Astrophotography can yield some amazing results even when working with a simple point-and-shoot camera. It helps, however, to know how to reduce the noise that inevitably comes with night photography by stacking multiple exposures. Photoshop’s Auto-Align Layers feature generally does a great job, but when it doesn’t work you’ll need to do it manually. Sound daunting? It’s not as bad as it sounds. Check out this tutorial from astrophotographer Ian Norman:
Image stacking is sort of magical for getting a whole lot more detail in the final image with a lot less noise. Basically, the more exposures you take, the more information is available and the greater your ability to reduce noise (Norman suggests 8 exposures). Photoshop’s auto-align will normally line up your exposures for you with next to no hassle, but occasionally you’ll end up with a blurry result like the one below:
This can happen when there is more than one element competing for Photoshop’s attention or when you’re using a lens that has a fair amount of distortion. In the example Norman is using, there are clouds moving in one direction while the stars and the earth’s rotation are moving the other way. This makes it hard for Photoshop to choose. As a result, Norman has come up with a fairly pain free way to stack exposures by hand using the smart object median stack mode. (This feature is only available in PS6 extended and CC, so if you’re using a previous version you’ll need to average them as layers instead.)

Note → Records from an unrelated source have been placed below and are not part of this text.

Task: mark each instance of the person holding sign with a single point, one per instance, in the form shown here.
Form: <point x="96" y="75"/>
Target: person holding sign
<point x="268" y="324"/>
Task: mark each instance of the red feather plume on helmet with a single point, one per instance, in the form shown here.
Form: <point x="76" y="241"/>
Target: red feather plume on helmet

The technique? Use the “difference” blending mode to highlight the differences between the images and use free transform to line the larger discrepancies up and warp to line up the smaller ones.
Norman starts by checking the center of the image (above) before zooming in to check each of the corners (below).
Afterwards he converts the exposures into a smart object and stacks them with the median function. This, combined with a separate median stack for the foreground gives him a beautifully lined up image. Return to Lightroom and reduce the noise, and voilá, an infinitely more detailed image with much less noise. Ingenious!
And even better, this shot was taken on a Sony RX100III point and shoot! How cool is that?